Artistically speaking, are there any specific examples of something like artwork or antiques you used as inspiration for the game?
Jason Connell: As an artist, the thing that I tend to head towards is photography and lighting. I usually look at the lens of the world through an actual lens. I like to look at cinematography as references, which is one of the reasons we talk about samurai cinema so much, because it’s the chief way that I view pieces of inspiration and how to translate that into our game. It’s where the wind came from, you know – one of our very early art direction goals was everything should move. We didn’t quite understand the mechanics of it yet, but we realised very, very early. Instead of just talking about contrast and colour and composition, we wanted to talk about movement because all of these films – especially Kurosawa – have movement in every frame. I did look towards Ran for colours and composition, look towards Yojimbo for characterisation.
When I went to Japan, I didn’t know what a tsuba was before – I’d watched so many samurai movies but I didn’t know what the little ring on a sword was, I didn’t understand the exact terminologies. And when I went to Japan, we went to this little district that had all these antique shops, and we went to this one antique shop and they took us in the back. The person I was with was like, ‘are you really interested in buying expensive old stuff?’ and I was like ‘Do you have anything from the 13th century?’ and they just look at you and laugh, because no one has anything from the 13th century. But they had close to it! They had 14th century stuff – they brought these tsuba out, and I had only just learned what these were, and they had these antique beautiful dragons on them, and pampas grass on it. And they’re just these super rare collectible items. And I was amazed at the artistry and the precision work that went into these. They’re kind of patinated and old looking and they’re heavy. And they are in very, very good standing – they stood the test of time. I was amazed and to see that up close, it’s just amazing that somebody created these so long ago – it just brings a pure sense of like, how can I recreate that in a game and get people to feel those old, old, old textures? So that was definitely an inspiration for sure.

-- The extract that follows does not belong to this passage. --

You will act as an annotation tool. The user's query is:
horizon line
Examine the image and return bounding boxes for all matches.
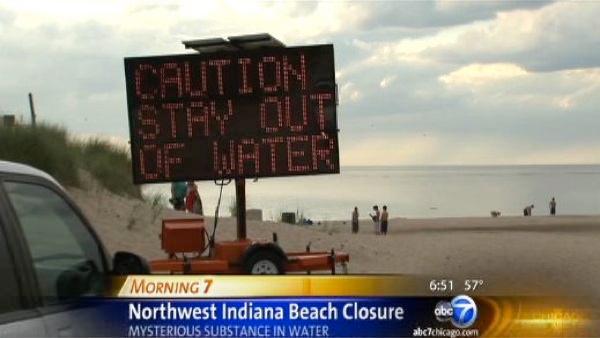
[341,163,600,167]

I guess it’s part of the cyclical nature of these types of films, right, that they were inspired by westerns as much as the other way round – riding into a town and solving problems with your sword and all that sort of thing. Have you branched out beyond samurai cinema to draw inspiration?

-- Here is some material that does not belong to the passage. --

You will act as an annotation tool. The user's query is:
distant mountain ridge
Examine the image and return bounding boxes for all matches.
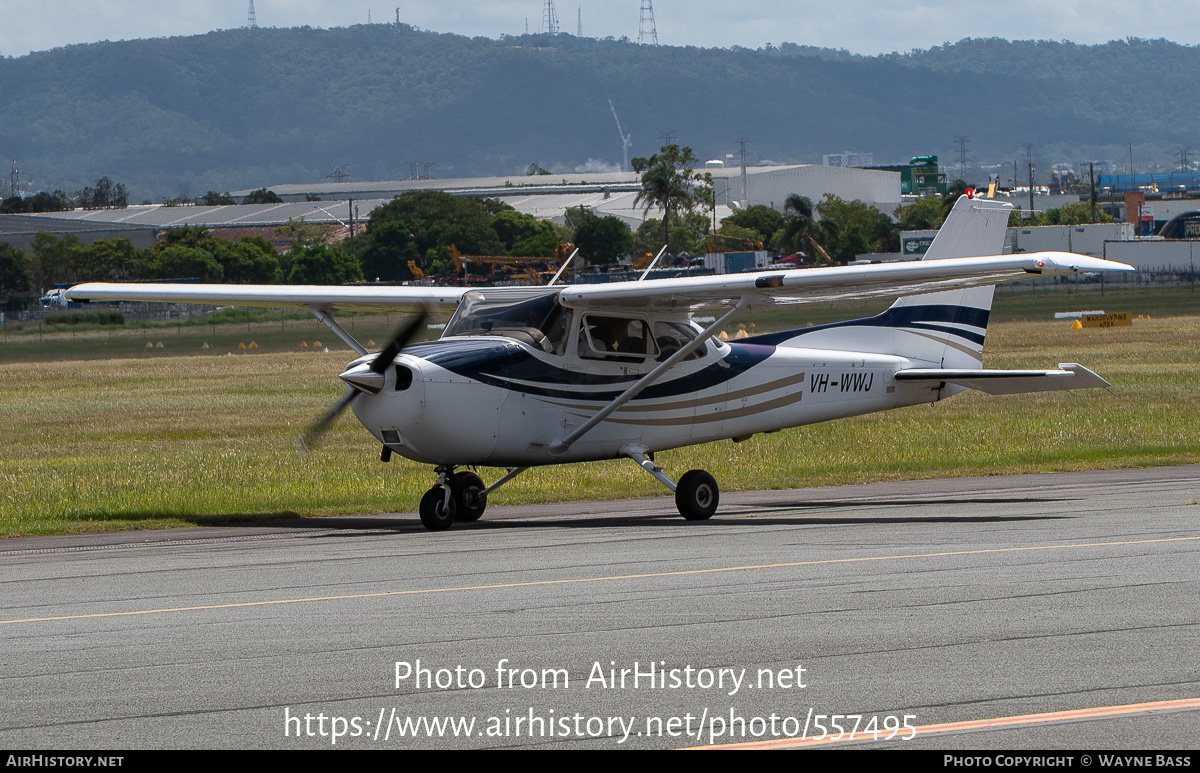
[2,27,1195,202]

Jason Connell: None that we continually talk about – I mean, there’s like, Fistful of Dollars or something like that. And it’s a remake of a Kurosawa film! That’s the problem – many of these are either direct remakes and like just kind of change the name, or they’re heavily inspired by them. So we just tend to just go straight toward the source.
Speaking purely artistically, I will say that there are games like Breath of the Wild and Shadow of the Colossus that I take a lot of inspiration from. They’re both actually Japanese games, directed by Japanese teams, that have this great Japanese aesthetic to them. We wanted to go a little bit more grounded and photo real and really bring that feudal Japan out there. But there were things that we could draw from that like a little bit more minimal landscape.
Brian Fleming: I think an obvious inspiration for us is the first Red Dead game, too. You try out lots of different philosophies, and I’m certain that someone around here was like, ‘Oh, yeah, it’s kind of like the samurai Red Dead’. That is kind of a mental space that we occupied – clearly that had an influence on us!